I arrived at Northwatd Hill RSPB Reserve about 10.30 this morning and bumped into a couple scanning the brambles on the track down to Bromhey Farm office, being nosey, of course I asked them if there was anything of interest. They said a male Redstart had just landed on the road with a load a finches a short while ago, but had not bee seen since. Parking my car I off loaded the muddied ropes and grappling hooks we'd used a couple of days previously to remove several bags of plastic and 25 assorted casr and lorry tyres from the tidal creek at Queenborough on the Isle of Sheppey.
Afterwards I made my way to Sweeney Veiwpoint (keeing an eye out for the Redstaart of course). On the reservoir, so noisily evident were a few hundred Greylag Geese. On the veiw benches I met the couple who'd actually seen the Redstart a short while earlier.
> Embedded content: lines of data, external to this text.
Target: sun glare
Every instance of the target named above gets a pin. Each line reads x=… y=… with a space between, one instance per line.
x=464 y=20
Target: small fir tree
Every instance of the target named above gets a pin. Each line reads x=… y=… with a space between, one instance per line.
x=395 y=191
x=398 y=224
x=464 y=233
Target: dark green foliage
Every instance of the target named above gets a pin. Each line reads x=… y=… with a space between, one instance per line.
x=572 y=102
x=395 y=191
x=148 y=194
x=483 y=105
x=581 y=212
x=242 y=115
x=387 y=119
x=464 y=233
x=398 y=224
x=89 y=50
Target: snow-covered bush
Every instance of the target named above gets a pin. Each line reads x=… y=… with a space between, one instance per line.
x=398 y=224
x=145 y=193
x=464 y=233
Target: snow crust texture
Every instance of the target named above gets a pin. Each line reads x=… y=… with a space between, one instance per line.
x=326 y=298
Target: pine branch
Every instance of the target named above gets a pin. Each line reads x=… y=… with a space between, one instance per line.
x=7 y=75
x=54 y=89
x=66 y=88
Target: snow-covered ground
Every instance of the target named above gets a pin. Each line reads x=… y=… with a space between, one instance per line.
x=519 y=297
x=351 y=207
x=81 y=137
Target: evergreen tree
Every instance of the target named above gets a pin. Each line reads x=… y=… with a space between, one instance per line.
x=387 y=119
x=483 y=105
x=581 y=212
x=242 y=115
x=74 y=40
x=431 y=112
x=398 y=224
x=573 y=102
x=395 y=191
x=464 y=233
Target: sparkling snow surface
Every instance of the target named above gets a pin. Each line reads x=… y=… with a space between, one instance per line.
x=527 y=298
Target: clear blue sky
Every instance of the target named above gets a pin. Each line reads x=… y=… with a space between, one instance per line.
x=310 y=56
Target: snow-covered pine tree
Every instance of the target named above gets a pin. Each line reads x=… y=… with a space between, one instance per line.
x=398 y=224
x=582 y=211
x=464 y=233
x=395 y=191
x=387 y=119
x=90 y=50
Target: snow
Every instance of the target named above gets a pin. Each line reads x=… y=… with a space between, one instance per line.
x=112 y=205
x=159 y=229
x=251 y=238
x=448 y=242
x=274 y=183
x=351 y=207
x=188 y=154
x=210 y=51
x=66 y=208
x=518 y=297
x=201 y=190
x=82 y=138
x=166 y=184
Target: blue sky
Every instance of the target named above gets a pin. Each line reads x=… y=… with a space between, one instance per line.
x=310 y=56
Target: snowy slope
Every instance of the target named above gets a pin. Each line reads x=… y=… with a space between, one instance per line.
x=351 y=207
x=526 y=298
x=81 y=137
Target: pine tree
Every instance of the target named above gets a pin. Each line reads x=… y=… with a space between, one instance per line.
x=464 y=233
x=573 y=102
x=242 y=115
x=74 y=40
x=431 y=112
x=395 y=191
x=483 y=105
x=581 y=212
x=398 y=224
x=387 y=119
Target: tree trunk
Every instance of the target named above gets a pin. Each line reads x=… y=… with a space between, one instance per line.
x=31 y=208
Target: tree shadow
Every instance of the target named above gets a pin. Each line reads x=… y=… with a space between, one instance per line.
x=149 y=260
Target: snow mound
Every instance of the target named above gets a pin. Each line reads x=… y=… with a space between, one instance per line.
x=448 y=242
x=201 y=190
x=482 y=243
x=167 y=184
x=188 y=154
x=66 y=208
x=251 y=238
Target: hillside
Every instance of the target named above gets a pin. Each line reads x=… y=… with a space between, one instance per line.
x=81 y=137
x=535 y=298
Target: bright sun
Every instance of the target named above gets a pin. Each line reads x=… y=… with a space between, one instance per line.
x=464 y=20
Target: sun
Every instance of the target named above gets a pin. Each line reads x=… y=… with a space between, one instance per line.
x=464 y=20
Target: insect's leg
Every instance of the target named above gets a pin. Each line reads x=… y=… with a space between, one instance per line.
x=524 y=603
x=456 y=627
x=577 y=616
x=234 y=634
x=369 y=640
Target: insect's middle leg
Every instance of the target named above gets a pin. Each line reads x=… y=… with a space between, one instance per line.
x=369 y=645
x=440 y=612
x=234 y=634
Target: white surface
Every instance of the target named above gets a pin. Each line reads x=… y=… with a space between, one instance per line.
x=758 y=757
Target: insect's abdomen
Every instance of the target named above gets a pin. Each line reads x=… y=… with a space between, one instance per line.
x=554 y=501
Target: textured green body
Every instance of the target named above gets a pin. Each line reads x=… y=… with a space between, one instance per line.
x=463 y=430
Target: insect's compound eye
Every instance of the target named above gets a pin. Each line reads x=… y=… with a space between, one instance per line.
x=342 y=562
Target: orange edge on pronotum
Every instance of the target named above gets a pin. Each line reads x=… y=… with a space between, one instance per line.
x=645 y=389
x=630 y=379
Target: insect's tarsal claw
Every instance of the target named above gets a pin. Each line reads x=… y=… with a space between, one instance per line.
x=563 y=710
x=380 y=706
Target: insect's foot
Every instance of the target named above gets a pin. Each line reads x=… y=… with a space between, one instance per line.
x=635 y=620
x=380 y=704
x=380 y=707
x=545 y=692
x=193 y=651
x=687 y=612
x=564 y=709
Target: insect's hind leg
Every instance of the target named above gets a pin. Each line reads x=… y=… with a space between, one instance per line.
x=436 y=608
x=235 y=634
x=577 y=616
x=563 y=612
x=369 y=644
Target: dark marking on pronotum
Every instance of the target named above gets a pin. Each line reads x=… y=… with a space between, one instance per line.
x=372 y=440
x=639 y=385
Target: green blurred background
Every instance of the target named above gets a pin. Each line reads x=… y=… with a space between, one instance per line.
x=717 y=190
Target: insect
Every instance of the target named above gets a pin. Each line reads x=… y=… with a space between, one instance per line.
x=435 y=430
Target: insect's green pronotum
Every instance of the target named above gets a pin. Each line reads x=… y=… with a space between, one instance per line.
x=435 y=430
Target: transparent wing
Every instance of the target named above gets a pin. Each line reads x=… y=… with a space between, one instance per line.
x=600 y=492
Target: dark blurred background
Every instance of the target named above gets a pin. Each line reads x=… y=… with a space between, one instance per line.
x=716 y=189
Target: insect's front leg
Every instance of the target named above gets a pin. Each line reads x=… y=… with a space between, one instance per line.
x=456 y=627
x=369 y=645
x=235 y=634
A hawthorn bush had a half a dozen small brown birds flitting through it, The bins reveiled them to be mostly Whitethroats doing thier characteristic dart up and down flights, maybe after insects, I guessed them to be juveniles fattening up for their massive migratory passage to tropical Africa, Arabia or even Pakistan. So talking of migratory birds, quite a few Swallows were overhead
Aloft was also a Buzzard giving its' distictive mew, so ear-reaching and unmistakeable, I love to watch them riding the thermals scanning the vista below with their incredible eyesight. Every now and then as if they have gained too much free height or spotting something warranting closer scrutiny they fold their wings losing lift plummeting like a sky-diver for a few hundred feet, then opening the 'parachute' to continue (at a more conveinient level) the visual search for the next meal.
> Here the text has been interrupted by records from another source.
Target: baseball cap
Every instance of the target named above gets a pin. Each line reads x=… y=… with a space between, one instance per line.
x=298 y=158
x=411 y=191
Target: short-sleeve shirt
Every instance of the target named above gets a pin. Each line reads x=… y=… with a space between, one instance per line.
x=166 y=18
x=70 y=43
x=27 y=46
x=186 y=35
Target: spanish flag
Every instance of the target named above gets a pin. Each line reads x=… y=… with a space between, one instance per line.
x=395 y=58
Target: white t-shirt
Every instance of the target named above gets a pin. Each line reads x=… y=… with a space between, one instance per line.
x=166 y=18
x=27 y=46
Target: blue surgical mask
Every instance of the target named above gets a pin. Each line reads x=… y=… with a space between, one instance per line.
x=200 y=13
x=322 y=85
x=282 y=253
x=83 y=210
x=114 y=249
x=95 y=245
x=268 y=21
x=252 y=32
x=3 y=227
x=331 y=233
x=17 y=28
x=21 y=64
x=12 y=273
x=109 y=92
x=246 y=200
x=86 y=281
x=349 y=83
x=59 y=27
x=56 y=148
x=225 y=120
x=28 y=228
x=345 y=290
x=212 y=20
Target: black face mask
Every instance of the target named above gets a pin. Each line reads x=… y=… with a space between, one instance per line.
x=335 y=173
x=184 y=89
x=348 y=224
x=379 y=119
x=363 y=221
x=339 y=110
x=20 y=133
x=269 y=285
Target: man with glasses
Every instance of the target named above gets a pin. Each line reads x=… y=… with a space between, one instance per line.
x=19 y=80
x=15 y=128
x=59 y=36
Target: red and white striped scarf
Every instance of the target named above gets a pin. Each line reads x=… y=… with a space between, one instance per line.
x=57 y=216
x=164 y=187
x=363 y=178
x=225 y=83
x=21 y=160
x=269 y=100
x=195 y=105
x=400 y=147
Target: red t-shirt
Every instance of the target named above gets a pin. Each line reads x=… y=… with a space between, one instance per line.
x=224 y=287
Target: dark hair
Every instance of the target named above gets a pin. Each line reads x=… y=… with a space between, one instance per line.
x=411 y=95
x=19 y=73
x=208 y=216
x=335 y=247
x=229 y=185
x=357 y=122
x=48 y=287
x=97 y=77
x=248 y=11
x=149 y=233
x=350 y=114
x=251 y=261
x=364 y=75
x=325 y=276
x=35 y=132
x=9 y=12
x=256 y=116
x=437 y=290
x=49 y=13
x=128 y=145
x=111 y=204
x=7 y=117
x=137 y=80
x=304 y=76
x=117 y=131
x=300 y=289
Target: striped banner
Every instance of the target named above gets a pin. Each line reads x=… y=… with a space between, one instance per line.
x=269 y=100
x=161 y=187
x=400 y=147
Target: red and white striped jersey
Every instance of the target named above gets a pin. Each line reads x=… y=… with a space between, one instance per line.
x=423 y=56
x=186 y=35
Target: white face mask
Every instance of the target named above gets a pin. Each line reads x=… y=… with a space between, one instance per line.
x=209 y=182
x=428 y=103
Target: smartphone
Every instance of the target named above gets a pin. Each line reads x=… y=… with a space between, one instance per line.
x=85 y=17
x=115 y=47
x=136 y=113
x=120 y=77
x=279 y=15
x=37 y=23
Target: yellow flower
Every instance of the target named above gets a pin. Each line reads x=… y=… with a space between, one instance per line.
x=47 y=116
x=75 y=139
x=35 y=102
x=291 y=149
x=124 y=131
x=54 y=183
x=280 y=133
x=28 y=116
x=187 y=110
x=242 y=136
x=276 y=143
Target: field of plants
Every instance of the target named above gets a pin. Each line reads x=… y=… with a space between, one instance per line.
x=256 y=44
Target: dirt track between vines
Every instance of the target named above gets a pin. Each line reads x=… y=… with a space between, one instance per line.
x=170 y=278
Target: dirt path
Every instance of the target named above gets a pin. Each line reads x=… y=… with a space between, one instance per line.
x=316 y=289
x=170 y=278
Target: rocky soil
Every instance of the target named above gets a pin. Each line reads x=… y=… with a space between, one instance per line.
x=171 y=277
Still a few butterflies were on the wing in the cloud strewn intermitant sunny periods, Whites Large and Small, Tortoiseshells, Red Admirals and Gatekeeper.
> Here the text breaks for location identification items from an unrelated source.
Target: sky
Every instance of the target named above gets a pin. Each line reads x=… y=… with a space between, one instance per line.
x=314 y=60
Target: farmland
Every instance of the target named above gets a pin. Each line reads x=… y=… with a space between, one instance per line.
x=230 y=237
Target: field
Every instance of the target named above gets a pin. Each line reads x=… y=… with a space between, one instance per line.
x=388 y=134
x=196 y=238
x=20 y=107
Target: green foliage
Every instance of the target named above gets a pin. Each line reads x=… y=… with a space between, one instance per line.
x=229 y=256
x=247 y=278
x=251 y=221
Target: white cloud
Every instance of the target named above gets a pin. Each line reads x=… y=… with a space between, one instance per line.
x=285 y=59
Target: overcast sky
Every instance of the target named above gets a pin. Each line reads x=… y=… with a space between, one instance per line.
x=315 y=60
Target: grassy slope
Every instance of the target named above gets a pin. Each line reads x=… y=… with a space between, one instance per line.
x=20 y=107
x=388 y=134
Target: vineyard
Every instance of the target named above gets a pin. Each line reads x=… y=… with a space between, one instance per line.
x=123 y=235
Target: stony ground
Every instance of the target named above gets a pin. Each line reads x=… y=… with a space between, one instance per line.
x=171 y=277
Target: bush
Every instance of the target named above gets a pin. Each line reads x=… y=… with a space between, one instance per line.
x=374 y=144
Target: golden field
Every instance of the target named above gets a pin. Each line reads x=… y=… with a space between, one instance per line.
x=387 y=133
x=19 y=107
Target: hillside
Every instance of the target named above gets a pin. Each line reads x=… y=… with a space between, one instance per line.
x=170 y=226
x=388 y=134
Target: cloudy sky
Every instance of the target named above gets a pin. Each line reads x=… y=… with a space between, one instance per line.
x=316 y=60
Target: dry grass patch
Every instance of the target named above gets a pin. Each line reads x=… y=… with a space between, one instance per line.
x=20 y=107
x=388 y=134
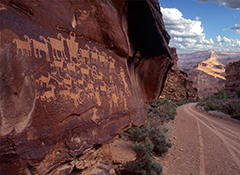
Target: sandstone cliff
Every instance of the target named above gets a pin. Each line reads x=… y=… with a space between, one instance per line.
x=177 y=85
x=232 y=78
x=207 y=69
x=74 y=74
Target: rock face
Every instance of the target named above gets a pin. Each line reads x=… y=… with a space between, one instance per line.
x=177 y=85
x=73 y=75
x=207 y=69
x=232 y=78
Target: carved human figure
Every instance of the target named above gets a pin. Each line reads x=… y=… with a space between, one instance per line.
x=23 y=46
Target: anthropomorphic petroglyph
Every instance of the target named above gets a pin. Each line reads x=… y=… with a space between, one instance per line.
x=88 y=76
x=72 y=46
x=23 y=46
x=39 y=46
x=58 y=49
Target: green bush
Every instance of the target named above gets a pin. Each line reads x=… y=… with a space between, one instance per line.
x=144 y=163
x=150 y=138
x=223 y=94
x=237 y=94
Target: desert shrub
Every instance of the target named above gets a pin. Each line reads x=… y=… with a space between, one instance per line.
x=237 y=94
x=223 y=94
x=150 y=138
x=236 y=116
x=184 y=101
x=138 y=134
x=144 y=163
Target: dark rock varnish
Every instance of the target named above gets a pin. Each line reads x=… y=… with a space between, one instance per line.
x=73 y=74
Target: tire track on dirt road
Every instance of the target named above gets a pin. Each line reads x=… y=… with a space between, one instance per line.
x=213 y=128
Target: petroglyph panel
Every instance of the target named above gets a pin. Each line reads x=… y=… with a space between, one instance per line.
x=78 y=71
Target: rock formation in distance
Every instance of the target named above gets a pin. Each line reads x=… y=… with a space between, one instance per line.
x=232 y=78
x=177 y=85
x=207 y=69
x=74 y=74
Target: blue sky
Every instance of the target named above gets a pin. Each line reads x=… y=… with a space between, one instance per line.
x=196 y=25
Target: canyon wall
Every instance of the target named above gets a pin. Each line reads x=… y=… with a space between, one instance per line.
x=232 y=78
x=207 y=69
x=74 y=74
x=177 y=85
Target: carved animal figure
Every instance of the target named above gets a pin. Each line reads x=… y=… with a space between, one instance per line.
x=58 y=47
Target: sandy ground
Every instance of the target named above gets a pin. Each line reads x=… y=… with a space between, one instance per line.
x=203 y=144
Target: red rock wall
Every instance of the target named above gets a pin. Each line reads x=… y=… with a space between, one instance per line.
x=73 y=75
x=232 y=78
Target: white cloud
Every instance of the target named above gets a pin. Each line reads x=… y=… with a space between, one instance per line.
x=233 y=4
x=236 y=27
x=198 y=18
x=188 y=35
x=179 y=26
x=222 y=39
After another quick squiss along the track for the Redstart I copped a couple of interesting Hoverflies. Eureodes luniger and Chrysotoxum festivum, both common but immensely entertaining and real demonstration of the theory of Batesian Mimicry, i.e. looking similar to a dangerous or distastfull species to ward off potential predators, maybe not for the attacked individual, the deterent effect, saving future generations.
The North Kent Marshes are a very special area and worth preserving at all cost.